La revista Nature publica un trabajo de un equipo internacional de científicos que apoya esa teoría de unificación. El grupo, liderado por la investigadora mexicana de la Universidad de Leiden (Países Bajos) Violeta Gámez Rosas, eligió para poner a prueba esta hipótesis el centro de la galaxia Messier 77, situada a 47 millones de años luz de la Tierra, en la constelación Cetus. Para hacerlo, utilizó un instrumento llamado MATISSE, capaz de combinar varias unidades del Telescopio Muy Grande que el Observatorio Europeo Austral tiene en el desierto de Atacama, en Chile. Con ese instrumento, capaz de observar el polvo y medir su temperatura a través de la radiación infrarroja, y un laborioso trabajo de análisis, que incluyó nuevas imágenes en frecuencias de radio, fueron capaces de desentrañar lo que ocultaba la rosca (lo que en geometría se conoce como un toro) de polvo y gas que rodea el centro de la galaxia y localizar el agujero negro en su interior.
El resultado del trabajo apoya la teoría unificada de los núcleos activos galácticos y sugiere que las diferencias de apariencia de estos núcleos, que había llevado a clasificarlos en dos tipos, depende de la posición desde la que los observamos. Gámez Rosas advierte de que “aún es pronto para sacar conclusiones definitivas, porque es el primer estudio de este tipo que se ha llevado a cabo, pero es un paso importante para entender cómo funcionan estos núcleos galácticos activos”.
Con su posición central en las galaxias y su poderío gravitatorio, comprender la naturaleza de los agujeros negros supermasivos y sus entornos es crítico para entender la evolución galáctica y también la del mismo universo. Se sabe, por ejemplo, que Sagitario A*, el agujero negro que preside el centro de nuestra Vía Láctea, no tiene a su alrededor un núcleo activo. Eso, según explica Gámez Rosas, más que a la condición del propio agujero se debe “a la cantidad de materia que hay a su alrededor”. Parece que Sagitario A* generó un núcleo activo en el pasado, pero ahora no tiene suficiente gas a su alrededor para hacerlo. No está claro si la evolución de la galaxia podría devolverle ese pasado brillante. “El agujero negro puede crecer si va tragando más materia, pero el que sea activo o no depende de su entorno, no de cambios en sí mismo”, afirma la autora del trabajo que publica Nature.

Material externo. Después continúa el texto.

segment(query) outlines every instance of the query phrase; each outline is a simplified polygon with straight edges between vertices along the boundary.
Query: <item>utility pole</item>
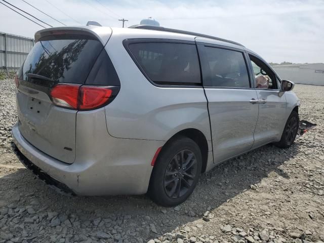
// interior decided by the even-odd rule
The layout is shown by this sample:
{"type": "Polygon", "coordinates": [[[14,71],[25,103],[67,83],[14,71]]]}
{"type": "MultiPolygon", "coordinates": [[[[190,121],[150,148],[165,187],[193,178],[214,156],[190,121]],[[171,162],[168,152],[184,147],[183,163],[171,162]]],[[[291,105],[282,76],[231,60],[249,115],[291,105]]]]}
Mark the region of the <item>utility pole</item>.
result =
{"type": "Polygon", "coordinates": [[[123,18],[123,19],[118,19],[118,20],[119,21],[123,21],[123,27],[124,28],[124,23],[126,22],[126,21],[128,21],[128,20],[127,19],[125,19],[124,18],[123,18]]]}

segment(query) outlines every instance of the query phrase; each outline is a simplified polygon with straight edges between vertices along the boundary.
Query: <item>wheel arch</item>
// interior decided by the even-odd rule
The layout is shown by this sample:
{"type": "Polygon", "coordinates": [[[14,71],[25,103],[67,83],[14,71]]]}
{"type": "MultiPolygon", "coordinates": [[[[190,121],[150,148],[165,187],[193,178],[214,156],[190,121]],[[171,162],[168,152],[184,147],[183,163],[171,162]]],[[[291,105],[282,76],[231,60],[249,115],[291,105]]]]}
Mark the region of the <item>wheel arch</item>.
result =
{"type": "MultiPolygon", "coordinates": [[[[195,128],[188,128],[184,129],[172,136],[163,145],[166,146],[170,141],[176,139],[179,136],[186,137],[193,140],[198,145],[201,152],[202,165],[201,165],[201,173],[206,172],[208,160],[208,143],[207,139],[204,133],[195,128]]],[[[162,149],[163,149],[163,147],[162,149]]]]}

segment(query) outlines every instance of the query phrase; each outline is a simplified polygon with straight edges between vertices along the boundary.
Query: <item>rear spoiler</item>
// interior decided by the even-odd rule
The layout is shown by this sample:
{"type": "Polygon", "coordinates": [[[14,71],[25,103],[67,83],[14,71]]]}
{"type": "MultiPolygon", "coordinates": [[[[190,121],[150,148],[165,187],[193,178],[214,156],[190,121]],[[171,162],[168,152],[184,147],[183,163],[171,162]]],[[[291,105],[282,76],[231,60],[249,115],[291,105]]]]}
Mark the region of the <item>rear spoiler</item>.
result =
{"type": "Polygon", "coordinates": [[[35,42],[40,38],[54,35],[76,34],[89,35],[100,40],[104,46],[111,35],[110,27],[88,26],[84,27],[58,27],[38,30],[35,33],[35,42]]]}

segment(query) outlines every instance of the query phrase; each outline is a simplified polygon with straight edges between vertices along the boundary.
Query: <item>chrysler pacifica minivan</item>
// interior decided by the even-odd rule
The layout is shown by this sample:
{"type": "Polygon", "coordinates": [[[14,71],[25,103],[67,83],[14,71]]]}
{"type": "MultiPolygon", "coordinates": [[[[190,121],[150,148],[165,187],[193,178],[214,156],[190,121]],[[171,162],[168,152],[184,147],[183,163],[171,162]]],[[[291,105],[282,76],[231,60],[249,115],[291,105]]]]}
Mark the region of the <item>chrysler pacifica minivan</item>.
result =
{"type": "Polygon", "coordinates": [[[294,84],[238,43],[145,25],[40,30],[16,79],[26,167],[83,195],[184,201],[199,175],[298,129],[294,84]]]}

Por último, también hay un debate importante alrededor de la relación entre los agujeros negros en el centro de las galaxias y su papel en la formación de estrellas. Aunque parece claro que condicionan los movimientos galácticos o su brillo, hay dudas sobre su efecto en la fertilidad estelar. Según algunas hipótesis, la activación del medio interestelar favorecería la formación de estrellas, pero también se plantea que los agujeros expulsen el material o que un exceso en el calentamiento del medio interestelar haría exceder la temperatura ideal para convertirse en un buen vivero de estrellas.
En 2019, más de un siglo después de que Schwarzschild nos hablase por primera vez de los agujeros negros, un equipo internacional de astrónomos fotografió por primera vez el que se encuentra en el centro de la Vía Láctea. Hoy, otro grupo ha demostrado que es posible llegar al interior de algunas de las galaxias que parecían más inaccesibles para estudiar el papel de estas singularidades gravitacionales que llevan décadas alimentando nuestra imaginación. El estudio de los agujeros negros seguirá siendo en los próximos años un espacio ideal para seguir empujando los límites del conocimiento humano.